出来ることなら目の前の世界を愛したかったと願うのはそれすら罪なことでしょうか。


―――出来ることなら、と、








生まれた時から誰かに必要とされることも誰かを必要とすることも無かった。私は私のためだけに走り飛び回り殺して生きてきた。
それを寂しいと思ったことも悲しいと思ったこともない。だってみんながそうだったから。

フリーザを始めとする異形の生物がこの星に足を下ろしてから何かが少しずつ変わり始めた。皆はそれを良い方向への変化と捉えたけれど私には寧ろその逆に思えた。

上司のため、フリーザ様のため。

自分以外の誰かのために戦いを繰り返す。それは本当に誇り高き戦闘民族の姿だろうか?



「昔の方が好きだった」

そう零せば変わり者として扱われた。確かにフリーザが来てから、仕事をすれば相応の報酬が与えられるようになり、飢餓の心配はなくなった。
だけど、だけど違うのだ。この惑星を取り巻く空気そのものが変わってしまった。心の底ではフリーザの暴挙に苛立ちを感じているくせに我が身の保身のために笑顔を浮かべる。

そんな戦闘民族があっていいものか。





「全くそうだよなぁ。もうちょっと感情に忠実だったよな、昔のアイツらは。」


店のソファ席にどっかりと座った目の前の色黒の男は、権力ってのは怖いねぇ、なんて茶化したように首を振った。

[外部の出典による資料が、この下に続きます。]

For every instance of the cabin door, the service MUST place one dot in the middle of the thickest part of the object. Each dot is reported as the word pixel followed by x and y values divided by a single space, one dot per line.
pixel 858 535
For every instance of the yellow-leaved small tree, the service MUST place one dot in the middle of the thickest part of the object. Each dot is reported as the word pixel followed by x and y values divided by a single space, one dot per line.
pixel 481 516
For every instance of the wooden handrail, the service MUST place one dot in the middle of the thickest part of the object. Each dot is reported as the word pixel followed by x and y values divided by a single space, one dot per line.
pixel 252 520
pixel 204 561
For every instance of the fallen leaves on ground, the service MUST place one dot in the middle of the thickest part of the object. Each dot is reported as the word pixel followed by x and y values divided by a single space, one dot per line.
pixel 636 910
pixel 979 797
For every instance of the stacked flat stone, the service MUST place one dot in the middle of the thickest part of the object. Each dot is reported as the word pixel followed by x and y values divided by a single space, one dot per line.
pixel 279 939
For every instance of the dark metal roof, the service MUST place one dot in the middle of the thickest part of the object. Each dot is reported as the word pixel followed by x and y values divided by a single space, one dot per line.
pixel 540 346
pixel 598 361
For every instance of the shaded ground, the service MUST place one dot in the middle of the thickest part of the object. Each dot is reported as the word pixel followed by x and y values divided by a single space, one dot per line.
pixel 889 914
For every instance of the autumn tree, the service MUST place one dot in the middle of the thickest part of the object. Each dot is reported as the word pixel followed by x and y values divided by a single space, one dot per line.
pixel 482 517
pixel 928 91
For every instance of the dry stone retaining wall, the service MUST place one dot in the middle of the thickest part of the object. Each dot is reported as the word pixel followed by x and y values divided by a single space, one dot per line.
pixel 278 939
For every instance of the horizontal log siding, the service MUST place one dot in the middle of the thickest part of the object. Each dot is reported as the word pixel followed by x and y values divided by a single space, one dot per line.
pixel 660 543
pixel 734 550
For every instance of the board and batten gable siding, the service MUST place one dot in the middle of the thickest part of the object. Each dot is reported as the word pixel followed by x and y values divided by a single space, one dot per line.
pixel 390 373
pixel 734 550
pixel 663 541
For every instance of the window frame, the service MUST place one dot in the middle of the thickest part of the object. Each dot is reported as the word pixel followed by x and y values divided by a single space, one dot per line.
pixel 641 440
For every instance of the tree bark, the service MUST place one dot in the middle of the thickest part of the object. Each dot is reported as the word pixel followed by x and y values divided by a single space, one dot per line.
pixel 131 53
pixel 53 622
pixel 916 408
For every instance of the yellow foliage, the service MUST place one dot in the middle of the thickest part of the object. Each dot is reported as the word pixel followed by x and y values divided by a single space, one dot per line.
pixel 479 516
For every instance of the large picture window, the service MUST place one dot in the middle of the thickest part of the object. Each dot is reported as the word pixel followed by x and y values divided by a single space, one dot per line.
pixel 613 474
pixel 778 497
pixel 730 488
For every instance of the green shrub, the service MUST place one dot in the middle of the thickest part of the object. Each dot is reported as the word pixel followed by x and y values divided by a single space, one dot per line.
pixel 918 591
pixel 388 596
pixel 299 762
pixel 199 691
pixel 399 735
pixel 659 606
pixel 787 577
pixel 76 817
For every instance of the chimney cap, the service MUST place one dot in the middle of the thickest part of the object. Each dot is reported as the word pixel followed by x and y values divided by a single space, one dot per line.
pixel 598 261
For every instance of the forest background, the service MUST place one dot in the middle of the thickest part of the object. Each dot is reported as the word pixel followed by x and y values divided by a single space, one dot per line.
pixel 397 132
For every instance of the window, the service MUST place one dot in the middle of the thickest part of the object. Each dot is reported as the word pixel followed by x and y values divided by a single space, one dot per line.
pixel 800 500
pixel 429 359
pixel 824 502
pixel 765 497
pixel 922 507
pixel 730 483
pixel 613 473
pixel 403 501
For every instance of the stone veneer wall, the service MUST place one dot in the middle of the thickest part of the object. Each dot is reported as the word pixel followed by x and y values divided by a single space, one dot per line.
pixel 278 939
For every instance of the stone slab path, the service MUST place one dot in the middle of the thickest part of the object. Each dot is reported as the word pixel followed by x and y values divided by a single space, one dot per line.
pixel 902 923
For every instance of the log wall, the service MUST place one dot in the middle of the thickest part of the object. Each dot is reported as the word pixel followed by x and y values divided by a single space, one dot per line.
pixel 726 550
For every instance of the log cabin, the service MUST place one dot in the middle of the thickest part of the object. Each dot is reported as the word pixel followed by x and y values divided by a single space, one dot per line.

言ってしまえばこの男、ターレスも変わり者の一人だった。「別に誰に必要とされるわけでもねぇんだからいてもいなくても良くね?」こんなことをケロリと言い放って長くこの惑星を離れていたのだ。
先日、数年ぶりに母星に帰ってきてみれば何とも腑抜けた同族が増大。帰る星間違えたかと思った、とは久々に再会した私に対する第一声だ。


「どうせ、またどっか行くんでしょ?ならあんまり関係ないじゃない。」

「それがさぁ、あの白いトカゲ野郎、『この星を管理しているのは私なのですから私の許可なしにこの星の外へ出ることは許しません』とか言いやがってよぉ・・・」

「へぇ・・・アイツらしいね。」


それはつまり、もう彼に星を出ることは許されないというのと同意だった。生きるも死ぬも自由だった以前に比べて、今の私たちは『生かされている』。
下級戦士に価値などないと言いながら、アイツらは下級戦士さえも自分たちの管理下に置かなければ気が済まない。戦闘において価値の無い下級戦士が実験のモルモットとして連れて行かれるのを見たこともある。
これを肯定する輩(そしてその中には下級戦士も多分に含まれている)が大半を占めているというのだから、まさに今のこの星は狂った世界そのものにしか思えない。




「・・・帰りたい、ね。」




逃げることは出来ないから、せめて。狂っていると知りながらも何を変える力も自分が持たないことも知っているから、せめて。

テーブルに突っ伏して呟けば頭を撫でられ、その掌の温かさは、帰りたいと願うあの頃と何も変わっていなかった。